By Nikki Dowling
Local elementary and middle school progress report grades dropped dramatically this year, with many schools receiving Bs and Cs from the Department of Education.
The David A. Stein Riverdale/Kingsbridge Academy, MS/HS 141 received a D; down from last year’s B, and was one of many sharp declines from grades received last year. Changes in state test standards were expected to result in such drops. However, the DOE announced that schools could not drop more than two letter grades this year.
Schools like MS/HS 141 that got Ds, could face consequences such as changes in leadership and a “comprehensive review,” according to the DOE.

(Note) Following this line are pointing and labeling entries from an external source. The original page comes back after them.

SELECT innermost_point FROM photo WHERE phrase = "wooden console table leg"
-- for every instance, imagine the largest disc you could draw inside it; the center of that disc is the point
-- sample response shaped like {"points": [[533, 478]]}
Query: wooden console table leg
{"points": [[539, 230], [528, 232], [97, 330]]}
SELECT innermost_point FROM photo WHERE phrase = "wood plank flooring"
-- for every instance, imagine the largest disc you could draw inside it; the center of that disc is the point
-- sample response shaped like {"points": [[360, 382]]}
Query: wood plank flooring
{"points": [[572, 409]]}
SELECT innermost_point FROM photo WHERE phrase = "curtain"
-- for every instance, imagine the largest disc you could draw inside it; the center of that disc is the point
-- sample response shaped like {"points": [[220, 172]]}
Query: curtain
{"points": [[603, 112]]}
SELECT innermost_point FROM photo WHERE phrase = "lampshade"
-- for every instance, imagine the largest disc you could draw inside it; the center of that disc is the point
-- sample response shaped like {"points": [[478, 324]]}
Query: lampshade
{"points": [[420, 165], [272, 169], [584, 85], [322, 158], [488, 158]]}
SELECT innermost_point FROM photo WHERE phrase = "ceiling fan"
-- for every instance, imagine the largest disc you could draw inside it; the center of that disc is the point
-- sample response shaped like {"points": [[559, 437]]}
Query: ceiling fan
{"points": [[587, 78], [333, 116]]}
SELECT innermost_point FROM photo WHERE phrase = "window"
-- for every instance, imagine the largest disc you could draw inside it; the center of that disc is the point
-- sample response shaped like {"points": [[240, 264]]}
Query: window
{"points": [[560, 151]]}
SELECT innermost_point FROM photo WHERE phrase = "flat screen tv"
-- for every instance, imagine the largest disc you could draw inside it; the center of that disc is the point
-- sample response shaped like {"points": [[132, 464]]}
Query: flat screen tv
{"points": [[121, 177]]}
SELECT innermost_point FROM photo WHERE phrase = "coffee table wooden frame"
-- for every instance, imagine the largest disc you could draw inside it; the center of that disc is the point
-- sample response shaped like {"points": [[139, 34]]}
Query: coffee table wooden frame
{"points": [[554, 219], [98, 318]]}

PS 24 got a C overall and got an F in the school environment category, which is comprised of surveys taken by parents, students and teachers, as well as attendance rates. In 2008-2009 the school got an overall grade of A.
“You usually don’t see an F,” Marvin Shelton, Community Education Council president for District 10, said.
Leonie Haimson, executive director of Class Size Matters, who has been critical of the report cards, said since the environment grade is based on what students, parents and teachers think, it is the most accurate category.
“I think that’s a useful indication there’s something really wrong at that school,” Ms. Haimson said of the F. “It’s the only thing, if I were a parent, I would look at … Any school that got an F on its environment is probably a school where there are real problems.”
Donna Connelly, who took over as principal of PS 24 at the beginning of last year, did not return calls for comment.
Other local schools ran into trouble too. PS 81 and PS 7 in Kingsbridge received Cs, although they got As for the 2008-2009 school year. PS 207 also received a C.
“It is a reality check to ensure that we are continuing to try to move children forward and getting them prepared for a career,” PS 81 principal Melodie Mashel said, adding that her school responded to the report by implementing academic intervention services for struggling students.
“We knew it so it wasn’t surprising,” Frank Patterson, PS 7’s new principal, said. “It just confirms the need for the intervention programs and it confirms a specific direction to move in.”